Malicious npm Package Stole Claude AI Files via GitHub
A malicious npm package silently exfiltrated files from Claude AI's user directory and uploaded them to GitHub. Here's how it worked and what to do.
A malicious npm package has been caught stealing files from the Claude AI user directory and uploading them directly to GitHub. The attack is a sharp reminder that supply chain threats don't just target your production code. They target the tools and AI assistants your developers use every day.
How the Malicious npm Package Worked
The package embedded file-harvesting logic that specifically targeted directories associated with Claude AI's local configuration and user data. Once installed, it silently scanned the victim's filesystem for files in known Claude user paths, collected whatever it found, and exfiltrated the data by pushing it to an attacker-controlled GitHub repository.
Using GitHub as the exfiltration channel is deliberate. GitHub traffic is almost never blocked by corporate firewalls or endpoint security tools. It blends in. Most organizations whitelist github.com without a second thought, which makes it a reliable data drop point for attackers who want to avoid triggering network-based detection.
The package likely spread through typosquatting or dependency confusion, two techniques that continue to work because developers install packages quickly and rarely audit every transitive dependency.
What Data Was at Risk
Claude AI stores user-specific data locally, including conversation history, API keys, and configuration files depending on how the client is set up. Any of that material sitting in the targeted directory was fair game.
For developers using Claude as a coding assistant, the exposure could include source code snippets, internal prompts, API credentials passed through the assistant interface, and environment-specific configuration. That's a significant blast radius from a single npm install.
Why This Attack Pattern Is Hard to Catch
Standard static analysis won't flag this easily. The exfiltration logic can be obfuscated, executed as a postinstall script, or hidden inside a dependency several layers deep. By the time a developer notices something odd, the files are already sitting in a GitHub repo the attacker controls.
Runtime behavior monitoring helps, but most developer environments don't have it enabled.

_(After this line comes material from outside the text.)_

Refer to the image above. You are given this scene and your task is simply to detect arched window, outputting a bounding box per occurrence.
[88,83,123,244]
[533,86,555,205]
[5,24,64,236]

Security tooling in CI/CD pipelines tends to focus on known CVEs, not on behavioral anomalies like unexpected outbound file writes followed by git operations.
This attack also exploits trust. Developers trust npm. They trust GitHub. The attacker weaponized both.
How to Protect Your Environment
Start with your npm install habits. Run npm audit but don't stop there. Use tools like Socket.dev or Snyk to catch behavioral signals in packages before you install them.
Lock your dependency tree. A package-lock.json file alone isn't enough if you're pulling from the npm registry without integrity verification. Use npm ci in your pipelines and verify checksums where possible.
Restrict postinstall scripts. You can disable them globally with npm config set ignore-scripts true and selectively enable only what you actually need. Most legitimate packages don't need postinstall hooks.
Audit what directories your development tools have access to. If Claude AI or any other AI assistant stores data locally, understand exactly where that is and make sure other processes on your machine can't silently read from it.
Check your GitHub organization for unexpected repositories or forks you don't recognize. If an attacker exfiltrated to a public or private repo, there may be traces in your GitHub audit log.
You can also scan your web application at VibeWShield to identify exposed endpoints or misconfigurations that could make a supply chain compromise worse.
Q: How do I check if I installed the malicious package?
Review your package.json and node_modules for unfamiliar packages, check npm install logs, and run a filesystem audit to see if any unexpected reads occurred in your Claude user directory recently.
Q: Can this happen with other AI tools, not just Claude? Yes. Any AI assistant that stores local user data is a potential target. Attackers will go after whatever directories are predictably populated on developer machines.
Q: Is using GitHub for exfiltration a common technique? It is becoming more common because it bypasses most network-level controls. Attackers also use Discord webhooks and Pastebin for the same reason. Outbound traffic to trusted platforms rarely triggers alerts.